Mike Magac
- Magac in 1961

No. 62, 68
- Position: Guard

Personal information
- Born: May 25, 1938 East St. Louis, Illinois, U.S.
- Died: August 25, 2003 (aged 65)
- Listed height: 6 ft 3 in (1.91 m)
- Listed weight: 240 lb (109 kg)

Career information
- High school: Assumption (East St. Louis)
- College: Missouri
- NFL draft: 1960 (2nd round, 16th overall pick)
- AFL draft: 1960 (2nd round)

Career history
- San Francisco 49ers (1960–1964); Pittsburgh Steelers (1965–1966);

Awards and highlights
- Second-team All-American (1959); First-team All-Big Eight (1959); Second-team All-Big Eight (1958);

Career NFL statistics
- Games played: 78
- Starts: 41
- Fumble recoveries: 3
- Stats at Pro Football Reference

= Mike Magac =

American football player (1938–2003)

Michael Stephen Magac Jr. (Pronounced: "MAY-jack") (May 25, 1938 – August 25, 2003) was an American professional football player who was a guard in the National Football League (NFL). Selected in the second round of the 1960 NFL draft, Magac played seven seasons for the San Francisco 49ers (1960–1964) and the Pittsburgh Steelers (1965–1966).

==Early life==

Mike Magac was born May 25, 1938 in East St. Louis, Illinois. He was the son of Michael "Chick" Magac and the former Stella Sawitzki.

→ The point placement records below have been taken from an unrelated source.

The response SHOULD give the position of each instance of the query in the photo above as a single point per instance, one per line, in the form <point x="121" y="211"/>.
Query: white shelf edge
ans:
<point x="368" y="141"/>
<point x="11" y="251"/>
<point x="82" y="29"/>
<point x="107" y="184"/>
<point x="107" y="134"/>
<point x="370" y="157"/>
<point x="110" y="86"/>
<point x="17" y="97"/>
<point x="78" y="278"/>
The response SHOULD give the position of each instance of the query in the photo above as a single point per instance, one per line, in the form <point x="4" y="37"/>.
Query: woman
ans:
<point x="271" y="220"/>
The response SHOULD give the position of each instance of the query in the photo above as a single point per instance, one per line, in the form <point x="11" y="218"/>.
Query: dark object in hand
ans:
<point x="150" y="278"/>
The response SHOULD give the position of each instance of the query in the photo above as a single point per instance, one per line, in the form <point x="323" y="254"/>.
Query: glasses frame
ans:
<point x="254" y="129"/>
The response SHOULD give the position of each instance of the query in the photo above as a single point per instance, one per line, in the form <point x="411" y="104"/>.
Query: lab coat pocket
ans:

He attended Assumption High School, a private Catholic school in East St. Louis from 1952 to 1956, where he earned recognition for his athletic prowess as quarterback of the school football team, while playing defensive tackle and linebacker on the other side of the ball. He was named a member of the Illinois All-State first team as a senior in 1955 and was offered a scholarship to play football as a lineman at the University of Missouri.

==College career==

Magac was at Missouri from 1956 to 1960. Establishing himself at the tackle position, Magac would be named a team captain go on to earn All-Big 8 Conference and second team All-American honors on the Associated Press and NEA lists during his senior season for the Tigers. That 1959 squad would finish the season with a record of 6–4 and earn a ticket to the 1960 Orange Bowl — a game ultimately lost 14–0 to the University of Georgia.

==Professional career==

Magac was taken in the second round of the 1960 NFL draft by the San Francisco 49ers, who made him the 16th overall pick of the draft, the fourth offensive lineman selected. He was also chosen by the New York Titans (today's New York Jets) of the fledgling American Football League (AFL) in the second round of their draft.

His opportunity to start for the 49ers came quickly, when in the fourth game of the 1960 season starting right guard Ted Connolly was injured. Magac would start all eight remaining games of his rookie campaign.

During his second season, Magac only saw action is half the year's slate, six games, starting in two. In 1962 he was back to a regular role, however, starting at left guard in all 14 games.

Magac was relegated by the 49ers to a reserve role in 1963 and 1964, though, starting just one time of the 28 games played by the team in that interval. This made the former All-American expendable and in 1965 Magac's contract was traded to the Pittsburgh Steelers for a 1967 third round draft choice. The 49ers ultimately used this pick to acquire University of Michigan linebacker Frank Nunley.

Magac would play on the offensive line two years for the Steelers, including all 14 games as starting right guard in 1966, his final season in football.

==Life after football==

After his career in football ended, Magac was an iron worker in East St. Louis, ultimately retiring as a member of Iron Workers Union Local 392.

Magac died August 25, 2003, at Memorial Hospital in Belleville, Illinois. He was survived by two sons and three step-children. His body was interred at Mt. Carmel Cemetery in Belleville.